By Wendell Barnhouse | wendell@big12sports.com
Big12Sports.com Correspondent


Colorado’s 58-56 victory over Kansas State Saturday night in Boulder illustrated how razor thin the difference between victory and defeat. For this Big 12 Conference game, the difference was one-tenth of a second.

Kansas State’s Rodney McGruder made a turnaround, desperation 3-pointer at the buzzer that appeared to give the Wildcats a miracle victory and hand the Buffaloes a crushing defeat.

But as the accompanying pictures show, the clock went 0:00 just before the shot left McGruder’s right hand. After checking the instant replay monitor, the officiating crew correctly disallowed the shot.

“I believed I got it off in time,” McGruder said. “I thought it was good. It’s tough. It hurts more than anything. Our team, we celebrated. We felt like it went in before the buzzer went off and come to find out it didn’t. That loss hurts.”

What transpired before the dramatics at the buzzer illustrate how precious time can be.

With a three-point lead in the last 10 seconds, Colorado elected to foul before allowing Kansas State to attempt a 3-pointer. Wednesday night, Texas A&M’s B.J. Holmes made a three that sent the game into overtime – a game the Buffs lost.

The Wildcats’ Jacob Pullen was fouled with 3.9 seconds remaining. He made the first free throw and intentionally missed the second. The rebound was tipped once, then a second time by Colorado’s Cory Higgins. The ball went out of bounds into the Kansas State bench with 1.1 seconds remaining.

What if Colorado had fouled Pullen with four seconds instead of 3.9? What if the rebound had been tipped out of bounds with 1.2 seconds to play?

McGruder took a cross-court inbounds pass and had to spin to his left and elevate. Colorado’s Alec Burks was in McGruder’s grill but he still made the shot. It just came a flick of the wrist too late.
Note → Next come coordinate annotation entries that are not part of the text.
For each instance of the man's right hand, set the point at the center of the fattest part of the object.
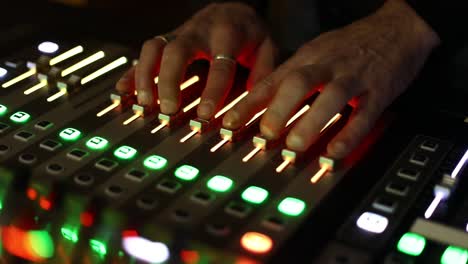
(232, 30)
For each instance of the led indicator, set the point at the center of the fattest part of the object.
(69, 234)
(155, 162)
(291, 206)
(98, 247)
(256, 242)
(97, 143)
(255, 195)
(146, 250)
(411, 244)
(372, 222)
(48, 47)
(454, 255)
(3, 109)
(20, 117)
(3, 72)
(125, 152)
(70, 134)
(186, 172)
(219, 183)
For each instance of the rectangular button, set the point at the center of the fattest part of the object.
(408, 174)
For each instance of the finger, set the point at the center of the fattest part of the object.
(146, 69)
(126, 84)
(225, 40)
(295, 87)
(264, 63)
(331, 100)
(175, 59)
(258, 98)
(358, 126)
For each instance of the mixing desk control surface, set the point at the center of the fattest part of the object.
(89, 176)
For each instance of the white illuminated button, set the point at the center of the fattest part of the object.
(372, 222)
(47, 47)
(3, 72)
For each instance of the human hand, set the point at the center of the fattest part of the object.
(367, 64)
(230, 29)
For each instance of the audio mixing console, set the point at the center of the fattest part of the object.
(89, 176)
"It was crazy for anybody to make that,” Burks said. “It was like a 'horse shot' or something. I saw the red light go off; I know he didn't get it off in time. I don't know how he made it. I don't know how he even saw the basket. I'm 6-6. I'm taller than him. He turned around with one second left and made it. It’s crazy.”

Crazy, indeed. Two time zones away, the Pittsburgh-Villanova game ended about the same time with a Villanova game-tying 3-pointer being waved off. That officiating decision was easy, no replay required, no wondering about a tenth of a second.